As at wishes of the family of a deceased person, our church collected donations as a memorial gift that was going to be used to 'buy a car for a single mother in need.' It turns out this single mother is also a part-time pastor on the church staff.
Are these gifts still tax-deductible to the donor?
Some of the money was disbursed directly to a car dealer, and some may need to be dispersed to another pastor who has facilitated the car purchase while the contributions are still coming in.
Is either of these disbursements to be considered taxable income to the pastors?
In regards to your first question: Are these gifts still tax-deductible to the donor?
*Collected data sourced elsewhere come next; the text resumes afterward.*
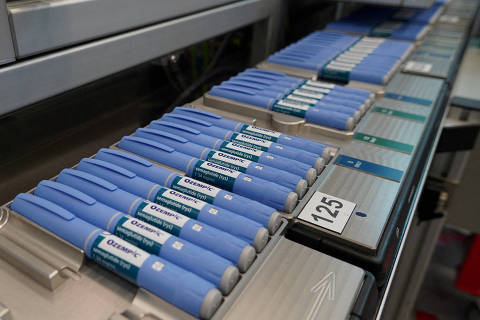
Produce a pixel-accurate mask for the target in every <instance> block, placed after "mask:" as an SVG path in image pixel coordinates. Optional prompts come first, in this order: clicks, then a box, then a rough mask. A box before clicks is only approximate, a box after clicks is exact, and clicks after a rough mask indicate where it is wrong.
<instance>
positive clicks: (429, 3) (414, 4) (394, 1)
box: [334, 0, 433, 8]
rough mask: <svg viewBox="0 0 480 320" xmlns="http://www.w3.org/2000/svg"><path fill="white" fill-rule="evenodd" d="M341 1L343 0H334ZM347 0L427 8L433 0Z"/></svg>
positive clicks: (400, 5) (394, 5)
mask: <svg viewBox="0 0 480 320" xmlns="http://www.w3.org/2000/svg"><path fill="white" fill-rule="evenodd" d="M334 1H343V0H334ZM348 2H357V3H367V4H374V5H375V4H379V5H386V6H401V7H410V8H428V7H430V6H431V5H432V3H433V0H349V1H348Z"/></svg>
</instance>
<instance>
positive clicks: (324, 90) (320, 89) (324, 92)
mask: <svg viewBox="0 0 480 320" xmlns="http://www.w3.org/2000/svg"><path fill="white" fill-rule="evenodd" d="M299 89H304V90H309V91H313V92H318V93H322V94H329V93H330V91H331V89H327V88H318V87H314V86H309V85H306V84H305V85H303V86H301V87H300V88H299Z"/></svg>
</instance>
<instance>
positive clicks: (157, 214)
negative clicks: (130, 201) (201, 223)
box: [136, 201, 190, 236]
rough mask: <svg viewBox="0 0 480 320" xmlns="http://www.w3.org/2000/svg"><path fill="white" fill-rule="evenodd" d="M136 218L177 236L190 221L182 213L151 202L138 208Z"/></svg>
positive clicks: (155, 203)
mask: <svg viewBox="0 0 480 320" xmlns="http://www.w3.org/2000/svg"><path fill="white" fill-rule="evenodd" d="M136 217H137V218H138V219H140V220H142V221H145V222H148V223H149V224H151V225H153V226H155V227H157V228H160V229H162V230H165V231H167V232H168V233H171V234H173V235H175V236H178V235H179V234H180V231H181V230H182V228H183V226H184V225H185V223H187V221H188V220H190V218H188V217H186V216H184V215H182V214H180V213H177V212H175V211H172V210H170V209H167V208H165V207H162V206H161V205H159V204H156V203H153V202H150V201H144V202H143V203H142V204H140V205H139V206H138V209H137V212H136Z"/></svg>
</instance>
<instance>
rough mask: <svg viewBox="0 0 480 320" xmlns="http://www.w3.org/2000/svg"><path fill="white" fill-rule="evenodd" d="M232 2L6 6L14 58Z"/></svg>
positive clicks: (179, 1)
It would depend on how the funds were taken up. If it was through a regular offering, then yes it would be tax deduction to the donor. However, if the contributions were designated for a certain individual then no the donations would not be tax-deductible.
In regards to your second question: Is either of these disbursements to be considered taxable income to the pastors?
You will find many different opinions on this subject.
For the single mother, you will find varied advice. Some well-know CPAs have emphatically stated that all love gifts are taxable to the employee even if it meets the requirements to be a benevolent gift.
However, Dan Busby, CPA states in his book , Zondervan 2011 Church and Nonprofit Tax and Financial Guide , “Love offerings (gifts) to staff members from church or nonprofit funds are taxable....unless they.... are a church attender. Then it requires careful documentation to ensure that the employee would have received a benevolence payment, and in the same amount if the individual had not been a staff member.
Many churches adopt policies prohibiting the payment of benevolence funds to employees, so make sure it isn’t against your church policy and the part time pastor meets the qualifications for a benevolence payment.
In regards to the other pastor, I do not know why the disbursments would need to be in his name. That could cause it to look like taxable income to him. I would consult a CPA on both issues.